Meta AI researchers are teaching robots to navigate physical worlds without maps or training
Meta Platforms Inc.’s Artificial Intelligence Unit said today that it has made rapid progress in its efforts to teach AI models to navigate the physical world more easily and with less data input. coaching.
The research could drastically reduce the time it takes to teach AI models the art of visual navigation, which has traditionally only been possible through ‘reinforcement learning’ that requires massive data sets and repetition .
Meta AI researchers said their work on visual navigation for AI will have big implications for the metaverse, which will be comprised of ever-changing virtual worlds. The idea is to help AI agents navigate these worlds by seeing and exploring them, just like humans do.
“AR glasses that show us where we left our keys, for example, require fundamental new technologies that help AI understand the layout and dimensions of unfamiliar and ever-changing environments without high computational resources, like pre-provided maps,” explained Meta AI. “As humans, for example, we don’t need to know the precise location or length of our coffee table to be able to walk around it without bumping into its corners (most of the time).”

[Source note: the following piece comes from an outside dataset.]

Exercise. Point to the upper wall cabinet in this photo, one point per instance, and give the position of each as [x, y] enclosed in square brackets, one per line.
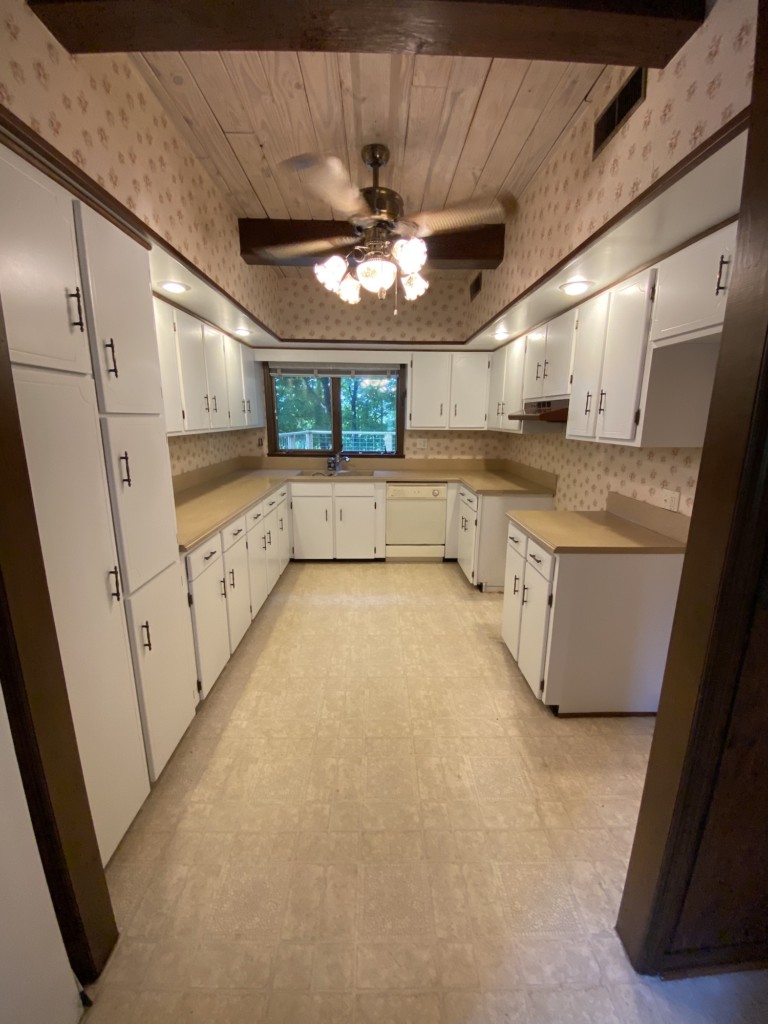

To that end, Meta has focused its efforts on “embodied AI,” which refers to the training of AI systems through interactions in 3D simulations. In this area, Meta said it has created a new “point-to-goal navigation model” that can navigate new environments without a map or GPS sensor.
The model implements a technique known as visual adometry which allows the AI to track its location based on visual inputs. Meta said this data augmentation technique can be used to quickly train efficient neural models without human data annotations. It was successfully tested in Meta’s Habitat 2.0 Embodied AI training platform that runs simulations of virtual worlds with a 94% success rate on the Realistic PointNav benchmark task, Meta said.
“Although our approach does not yet fully resolve this dataset, this research provides supporting evidence that explicit mapping may not be necessary for navigation, even in realistic contexts,” Meta said.
To further boost AI navigation training without relying on maps, Meta has created a collection of training data called Habitat-Web which offers over 100,000 different human demonstrations for object-goal navigation methods. This connects the Habitat simulator running in a web browser to Amazon.com Inc.’s Mechanical Turk service and allows users to safely teleoperate virtual robots at scale. Artificial intelligence agents trained to learn by imitation on this data can achieve “cutting edge results”, Meta said, by learning efficient object-finding behavior from humans, such as peeking into the rooms, check the corners for small objects and turn on the spot to get a panoramic view.
Additionally, Meta’s AI team has developed what they call a Plug-and-play modular approach help bots generalize from a diverse set of semantic navigation tasks and goal modalities through a unique “zero-hit experience learning framework”. The idea is to help AI agents adapt on the fly without resource-intensive maps or training. The AI model is trained to capture the skills essential for semantic visual navigation once, before applying them to different tasks in a 3D environment without any additional retraining.
Meta explained that agents are trained by looking for image goals. They receive a photo taken from a random place in their environment, then they must travel and try to locate it. “Our approach requires up to 12.5 times less training data and has a success rate up to 14% higher than state-of-the-art transfer learning,” the researchers said. Meta.
Holger Mueller, an analyst at Constellation Research Inc., told SiliconANGLE that Meta’s latest advancements could play a key role in the company’s metaverse ambitions. If virtual worlds are to become the norm, he said, AI must be able to make sense of them and do so in a way that isn’t too cumbersome.
“Scaling AI’s ability to make sense of physical worlds has to go through a software approach,” Mueller added. “That’s what Meta is doing now with its advancements in embodied AI, creating software that can make sense of its environment on its own, without any training. It will be very interesting to see the first cases of actual use in action.
These real use cases could be happening soon. Meta said the next step is to push these advances from navigation to mobile manipulation, to create AI agents that can perform specific tasks such as locating a wallet and bringing it back.